Je règle la question de l'attitude des élèves envers un contractuel. Pour les élèves le contractuel c'est celui qui bien souvent arrive en cours d'année. La plupart ne sont pas nommés sur une année entière. Et mine de rien, c'est difficile d'asseoir une autorité sur des classes lorsque nous arrivons comme un cheveu sur la soupe (ou bien quand les dits élèves n'ont pas eu cours pendant deux mois et étaient bien contents d'aller bouffer des Kinder Bueno avec les copains plutôt que d'aller en maths (on peut remplacer ça par fumer des pétards derrière le bahut ou rouler des galoches aux gonzesses à l'abribus)). Il est également plus compliqué d'avoir une certaine aisance lorsque nous sommes les Mme X sur les emplois du temps des élèves. En effet, un gamin qui sait qu'il aurait Madame Bidulemuche appellera sa prof Madame Bidulemuche. Mme X c'est l'abstrait, Mme X c'est l'inconnu. Alors effectivement les élèves ont un rapport différent avec un contractuel, qu'ils sachent ou non le pourquoi du comment. Je l'ai ressenti donc je sais un peu de quoi je parle, mince !
Que certains contractuels soient des branquignoles je le conçois volontiers. Mais un titulaire non non, jamais. Ah bon ? Vous n'avez jamais, vous, rencontré dans votre scolarité des enseignants complétement à la ramasse ? Je parie que 90 % d'entre eux étaient des titulaires.
La réelle souffrance ne se limite pas aux simples bavardages des élèves. Elle se manifeste dans le rapport entretenu entre collègues titulaires et eux, ces contractuels. Entre des directions et des contractuels. Le contractuel en somme est le bouche-trou. Au sens propre du terme. Il vient combler un poste qui est resté vacant par un titulaire faute d'enseignants, congés maladie ou bien congés maternité. Il ne sert qu'à cela. Et à ce titre il est considéré à la mesure de son "rôle" et surtout pas comme un enseignant à part entière.
Le cas de figure que j'évoquais plus bas me fait vomir mes tripes. Il montre l'hypocrisie sous-jacente de certaines personnes qui se sentent supérieures grâce à un "titre". Si j'avais eu le courage de claquer dans la tronche un bien senti "Cocotte, tu enseignes depuis 3 mois et tu te permets de juger quelqu'un qui travaillait déjà quand tu portais des couches ?"... Mais non, j'ai participé à cette mascarade et ce soir je me sens mal de l'avoir fait.
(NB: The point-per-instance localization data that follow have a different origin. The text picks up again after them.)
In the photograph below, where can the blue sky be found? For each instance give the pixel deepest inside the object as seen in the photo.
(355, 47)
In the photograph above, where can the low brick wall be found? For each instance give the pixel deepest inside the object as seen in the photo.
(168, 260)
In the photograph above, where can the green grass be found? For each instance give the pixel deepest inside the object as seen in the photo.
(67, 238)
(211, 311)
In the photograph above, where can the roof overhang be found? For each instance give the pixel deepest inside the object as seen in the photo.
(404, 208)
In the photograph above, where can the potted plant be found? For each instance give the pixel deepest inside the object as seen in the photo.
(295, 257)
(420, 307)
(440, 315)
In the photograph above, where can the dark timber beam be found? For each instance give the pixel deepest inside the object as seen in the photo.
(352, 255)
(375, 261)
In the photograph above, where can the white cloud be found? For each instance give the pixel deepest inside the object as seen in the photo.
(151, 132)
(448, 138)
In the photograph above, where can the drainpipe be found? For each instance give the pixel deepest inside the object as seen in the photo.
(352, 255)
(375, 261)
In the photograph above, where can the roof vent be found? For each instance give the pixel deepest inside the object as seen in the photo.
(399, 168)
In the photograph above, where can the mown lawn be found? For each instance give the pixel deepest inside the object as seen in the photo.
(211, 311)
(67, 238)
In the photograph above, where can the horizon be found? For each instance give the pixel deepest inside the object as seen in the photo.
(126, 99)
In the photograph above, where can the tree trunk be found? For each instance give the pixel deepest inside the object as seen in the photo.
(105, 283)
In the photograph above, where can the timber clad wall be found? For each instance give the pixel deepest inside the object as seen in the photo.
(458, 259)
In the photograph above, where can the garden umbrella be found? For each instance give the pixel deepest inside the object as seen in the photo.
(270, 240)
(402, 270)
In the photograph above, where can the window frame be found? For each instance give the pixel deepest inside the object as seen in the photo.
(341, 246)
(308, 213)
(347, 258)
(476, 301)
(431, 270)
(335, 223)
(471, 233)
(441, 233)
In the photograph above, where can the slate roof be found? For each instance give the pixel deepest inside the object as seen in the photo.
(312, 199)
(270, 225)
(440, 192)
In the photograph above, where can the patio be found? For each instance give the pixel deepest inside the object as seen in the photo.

Parce que d'accord, peut-être que certains contractuels ont des difficultés dans ce que l'on appelle dans le jargon de l'Educ Nat la "gestion de classe" (ce qui équivaut à la bonne vieille discipline). Et alors ? On ne peut pas l'aider plutôt que de l'enfoncer encore plus ? Où seraient passées nos journées entières de formation à deux euros six cents basées sur "l'entraide entre collègues et le travail en équipe" ? Ca, c'est le monde des Bisounours paillettés qui copuleraient sur des arcs-en ciel. En réalité, certains prennent le pli des messes basses et autres coups de poignard dans le dos bien trop rapidement.
Ce soir je voudrais juste avoir une pensée toute particulière pour mes anciens et actuels collègues contractuels. Je me rappelle avec admiration de certains et certaines adoré(e)s des gamins, qui avaient une pédagogie de malade, qui géraient les classes comme personne. Je pense à ceux et à celles que je ne connais pas mais qui sont contractuels depuis des années et sont victimes du mépris de l'Education Nationale. Je ne vous oublie pas de ma "hauteur" de professeur certifiée et je vous félicite chaudement de rester malgré tout.